Easements implied by prior use require a conveyance from common ownership of a portion of the land, and prior to the conveyance the land was used as if there were an easement appurtenant already in existence. There is a requirement of necessity for this easement as well, but the degree of necessity is not as great as the degree needed for an easement implied by necessity. The prior use must be permanent, continuous, and apparent in order to be valid. For example, if you had a waterline running under the land to get to your house, and you sold part of your land that had the waterline under it (but not the part with the house), then you are likely to be able to continue the use of the path because of this type of easement.

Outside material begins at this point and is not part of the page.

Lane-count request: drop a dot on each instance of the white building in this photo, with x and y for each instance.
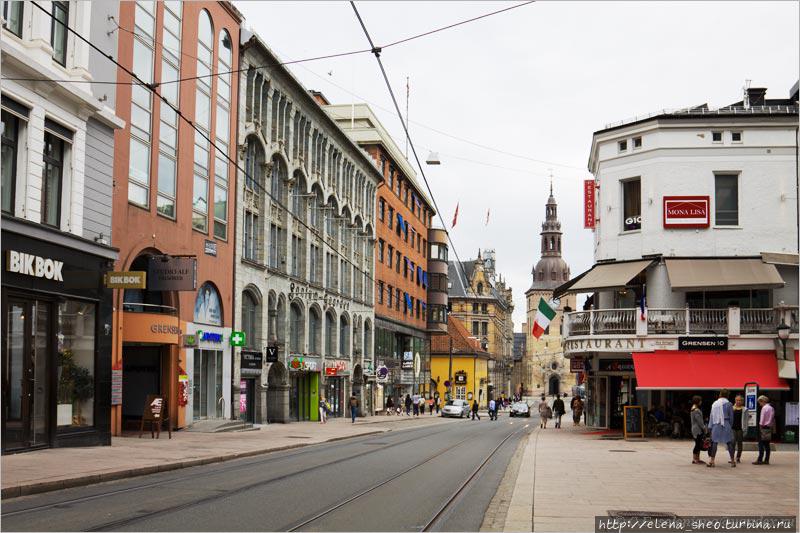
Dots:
(696, 251)
(304, 275)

Easements Implied From Plat and Easements by Estoppel are similar to one another. They are based on reliance on something in order to purchase a property in most cases. For an easement implied from plat, the basis for the easement is that it was an inducement to someone purchasing the property. For example, if someone purchases a home in a neighborhood, and before they purchase the property, they are shown some map or view of a street or some other part of a communal property that they would be permitted to use.

Easements by dedication are used when a person or entity dedicates or gives an easement to the public.There are certain requirements for this to be valid, but in sum, the person or entity but expressly dedicate the easement, or do so in a manner that is clear.
Easements by prescription are similar to that of adverse possession in that you are using someone else’s land without permission. The requirements are that the use be adverse, a claim of the right to use the easement such that the owner of the land had notice because of its continuity and because it has not been an interrupted use for at least twenty (20) years.

Additionally, there must be “substantial identity” of the easement that is claimed, meaning that the use is noticeable. An example of this is using a footpath over someone’s land to get to the beach quicker without their permission and they know that you do it, or should know.

Other easements in North Carolina include conservation easements, railroad right-of-way easements, and easements for land covered by water. Some specific examples of the most common easements used in North Carolina are driveway easements, ingress and egress easements, utility easements, sewer easements, and right-of-way easements. These common types fall within one of the larger categories explained above.